L’abbassare i toni non è un vezzo retorico. È una richiesta di responsabilità. Significa ricordare che le parole, soprattutto quando pronunciate da chi governa o aspira a governare, non restano sospese nell’aria: producono effetti, legittimano comportamenti, orientano il clima civile. La storia repubblicana insegna che le fasi di maggiore fragilità democratica sono sempre state precedute da una degradazione del linguaggio pubblico.
Alzare i toni in risposta a un invito alla moderazione non è soltanto una scelta comunicativa. È un atto politico consapevole. È la decisione di trasformare il conflitto in scontro permanente, di sostituire l’argomentazione con la contrapposizione frontale, di parlare alla parte più radicalizzata del proprio elettorato anziché al Paese nel suo complesso. È una strategia che può portare consenso nell’immediato, ma che spesso tradisce una difficoltà più profonda: la perdita di terreno, l’erosione della credibilità, la necessità di ricompattare i propri attraverso l’esasperazione del linguaggio.

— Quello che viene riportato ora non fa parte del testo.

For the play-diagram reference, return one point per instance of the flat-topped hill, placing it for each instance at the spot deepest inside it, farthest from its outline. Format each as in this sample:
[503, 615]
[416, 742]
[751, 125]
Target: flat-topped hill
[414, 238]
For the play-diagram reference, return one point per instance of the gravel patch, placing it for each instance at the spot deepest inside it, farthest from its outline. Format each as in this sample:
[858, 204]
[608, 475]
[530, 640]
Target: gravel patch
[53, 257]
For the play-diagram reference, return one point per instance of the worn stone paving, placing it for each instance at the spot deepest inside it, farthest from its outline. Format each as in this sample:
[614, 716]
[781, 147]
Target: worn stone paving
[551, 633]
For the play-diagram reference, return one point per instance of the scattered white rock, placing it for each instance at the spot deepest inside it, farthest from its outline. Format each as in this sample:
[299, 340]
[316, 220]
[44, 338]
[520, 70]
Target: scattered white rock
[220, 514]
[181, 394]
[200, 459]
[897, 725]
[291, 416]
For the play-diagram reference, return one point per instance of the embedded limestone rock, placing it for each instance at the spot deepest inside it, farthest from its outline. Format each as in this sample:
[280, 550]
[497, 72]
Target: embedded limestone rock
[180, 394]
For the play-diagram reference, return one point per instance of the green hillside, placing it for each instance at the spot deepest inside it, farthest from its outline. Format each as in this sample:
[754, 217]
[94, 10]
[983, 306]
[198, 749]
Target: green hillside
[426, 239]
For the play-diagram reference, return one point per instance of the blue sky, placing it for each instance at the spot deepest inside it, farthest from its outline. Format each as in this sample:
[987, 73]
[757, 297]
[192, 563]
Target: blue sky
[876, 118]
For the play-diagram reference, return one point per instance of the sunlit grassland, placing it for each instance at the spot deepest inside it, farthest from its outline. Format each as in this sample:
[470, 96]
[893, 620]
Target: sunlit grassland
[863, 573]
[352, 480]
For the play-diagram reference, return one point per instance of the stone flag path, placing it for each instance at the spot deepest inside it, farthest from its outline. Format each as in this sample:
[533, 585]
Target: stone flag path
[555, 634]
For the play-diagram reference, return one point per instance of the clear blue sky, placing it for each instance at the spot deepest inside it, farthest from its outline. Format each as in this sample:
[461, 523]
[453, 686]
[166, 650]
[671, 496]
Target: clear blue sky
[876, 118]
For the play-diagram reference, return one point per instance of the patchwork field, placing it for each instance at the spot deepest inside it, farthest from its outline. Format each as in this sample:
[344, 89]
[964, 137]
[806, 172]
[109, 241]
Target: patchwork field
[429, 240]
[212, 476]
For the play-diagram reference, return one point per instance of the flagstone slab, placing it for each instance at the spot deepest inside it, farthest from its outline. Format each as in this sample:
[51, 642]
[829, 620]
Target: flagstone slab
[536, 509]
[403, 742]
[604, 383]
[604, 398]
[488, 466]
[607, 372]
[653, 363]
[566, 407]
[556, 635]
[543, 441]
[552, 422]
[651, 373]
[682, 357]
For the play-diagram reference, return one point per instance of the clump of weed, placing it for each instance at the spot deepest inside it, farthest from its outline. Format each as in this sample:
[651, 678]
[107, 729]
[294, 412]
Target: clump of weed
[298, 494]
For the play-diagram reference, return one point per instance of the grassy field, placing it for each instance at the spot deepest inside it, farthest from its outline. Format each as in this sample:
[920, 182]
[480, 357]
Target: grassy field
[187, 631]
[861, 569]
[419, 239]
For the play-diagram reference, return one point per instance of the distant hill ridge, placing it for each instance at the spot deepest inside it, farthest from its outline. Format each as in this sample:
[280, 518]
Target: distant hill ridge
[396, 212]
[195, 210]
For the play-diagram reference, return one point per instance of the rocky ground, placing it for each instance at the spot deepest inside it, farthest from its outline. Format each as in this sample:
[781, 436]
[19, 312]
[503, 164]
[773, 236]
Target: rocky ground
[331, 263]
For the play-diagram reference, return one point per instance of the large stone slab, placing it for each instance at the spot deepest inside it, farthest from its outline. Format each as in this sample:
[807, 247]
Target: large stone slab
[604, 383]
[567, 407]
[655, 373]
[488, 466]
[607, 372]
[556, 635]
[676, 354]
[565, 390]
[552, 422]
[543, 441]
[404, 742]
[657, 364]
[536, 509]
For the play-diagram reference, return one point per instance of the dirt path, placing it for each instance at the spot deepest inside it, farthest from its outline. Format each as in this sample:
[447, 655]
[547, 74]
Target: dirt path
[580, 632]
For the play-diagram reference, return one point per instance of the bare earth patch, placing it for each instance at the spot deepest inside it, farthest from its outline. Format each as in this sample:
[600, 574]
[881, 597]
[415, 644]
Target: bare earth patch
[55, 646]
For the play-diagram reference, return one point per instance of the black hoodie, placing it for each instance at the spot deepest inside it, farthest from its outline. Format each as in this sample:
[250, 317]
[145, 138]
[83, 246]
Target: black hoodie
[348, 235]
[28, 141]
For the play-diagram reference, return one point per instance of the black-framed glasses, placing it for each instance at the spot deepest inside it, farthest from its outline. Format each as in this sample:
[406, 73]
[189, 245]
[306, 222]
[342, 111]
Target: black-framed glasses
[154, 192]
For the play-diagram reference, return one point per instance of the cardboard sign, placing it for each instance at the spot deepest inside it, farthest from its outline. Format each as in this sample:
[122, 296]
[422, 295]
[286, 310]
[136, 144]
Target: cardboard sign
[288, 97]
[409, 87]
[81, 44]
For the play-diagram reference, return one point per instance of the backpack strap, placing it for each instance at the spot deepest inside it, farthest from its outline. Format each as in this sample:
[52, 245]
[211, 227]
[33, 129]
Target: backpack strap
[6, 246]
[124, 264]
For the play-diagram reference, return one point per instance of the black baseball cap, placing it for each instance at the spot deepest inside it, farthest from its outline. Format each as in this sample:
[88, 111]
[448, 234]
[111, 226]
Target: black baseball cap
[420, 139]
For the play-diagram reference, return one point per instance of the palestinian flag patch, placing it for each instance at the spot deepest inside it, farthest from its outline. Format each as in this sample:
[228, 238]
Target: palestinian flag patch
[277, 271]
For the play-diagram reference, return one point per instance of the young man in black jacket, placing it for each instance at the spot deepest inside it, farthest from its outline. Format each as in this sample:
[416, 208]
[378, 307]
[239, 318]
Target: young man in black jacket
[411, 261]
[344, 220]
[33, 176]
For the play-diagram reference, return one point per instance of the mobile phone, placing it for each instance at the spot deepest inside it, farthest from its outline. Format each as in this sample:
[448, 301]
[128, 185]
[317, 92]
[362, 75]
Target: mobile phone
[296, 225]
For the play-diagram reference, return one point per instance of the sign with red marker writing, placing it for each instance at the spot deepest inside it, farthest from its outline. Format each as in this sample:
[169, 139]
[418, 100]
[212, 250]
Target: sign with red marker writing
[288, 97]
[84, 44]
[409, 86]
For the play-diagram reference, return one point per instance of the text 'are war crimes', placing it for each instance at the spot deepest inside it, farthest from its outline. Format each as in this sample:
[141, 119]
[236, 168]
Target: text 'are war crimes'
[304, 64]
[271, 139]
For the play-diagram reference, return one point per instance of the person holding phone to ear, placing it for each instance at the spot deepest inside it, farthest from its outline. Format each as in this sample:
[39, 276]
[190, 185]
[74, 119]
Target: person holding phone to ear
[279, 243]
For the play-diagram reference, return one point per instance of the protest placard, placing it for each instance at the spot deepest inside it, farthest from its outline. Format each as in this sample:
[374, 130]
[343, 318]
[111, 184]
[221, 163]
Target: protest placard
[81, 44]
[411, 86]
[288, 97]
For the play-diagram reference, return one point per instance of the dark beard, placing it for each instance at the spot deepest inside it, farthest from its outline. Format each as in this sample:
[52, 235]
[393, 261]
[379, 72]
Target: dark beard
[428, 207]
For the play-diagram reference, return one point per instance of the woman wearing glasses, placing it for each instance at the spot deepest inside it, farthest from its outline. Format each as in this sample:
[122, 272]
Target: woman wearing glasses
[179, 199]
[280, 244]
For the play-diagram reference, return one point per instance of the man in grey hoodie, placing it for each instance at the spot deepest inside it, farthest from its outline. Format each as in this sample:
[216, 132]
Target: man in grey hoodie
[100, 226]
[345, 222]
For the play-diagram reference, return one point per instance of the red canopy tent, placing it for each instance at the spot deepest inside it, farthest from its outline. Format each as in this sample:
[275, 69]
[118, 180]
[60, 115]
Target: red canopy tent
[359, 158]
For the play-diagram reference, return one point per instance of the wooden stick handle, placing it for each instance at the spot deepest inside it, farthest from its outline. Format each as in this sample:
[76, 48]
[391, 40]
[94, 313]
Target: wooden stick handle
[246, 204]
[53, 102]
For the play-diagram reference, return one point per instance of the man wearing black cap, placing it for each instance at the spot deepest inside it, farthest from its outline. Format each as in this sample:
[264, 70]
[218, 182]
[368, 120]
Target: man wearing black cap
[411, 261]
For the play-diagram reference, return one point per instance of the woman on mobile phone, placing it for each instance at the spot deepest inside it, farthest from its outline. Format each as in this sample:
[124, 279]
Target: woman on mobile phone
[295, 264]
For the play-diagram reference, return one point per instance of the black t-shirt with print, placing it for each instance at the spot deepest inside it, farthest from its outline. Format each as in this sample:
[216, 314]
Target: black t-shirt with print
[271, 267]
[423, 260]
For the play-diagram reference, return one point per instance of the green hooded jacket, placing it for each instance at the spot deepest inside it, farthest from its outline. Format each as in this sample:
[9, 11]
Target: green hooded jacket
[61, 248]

Definire “eversivo” questo atteggiamento è un passaggio ulteriore. In senso tecnico, l’eversione implica la volontà di sovvertire l’ordine costituzionale. Non ogni polemica aspra rientra in questa categoria. La democrazia è conflitto regolato, non silenzio imposto. Tuttavia, quando la delegittimazione sistematica delle istituzioni diventa metodo, quando il bersaglio non è l’avversario politico ma l’architettura stessa delle garanzie, il confine si assottiglia.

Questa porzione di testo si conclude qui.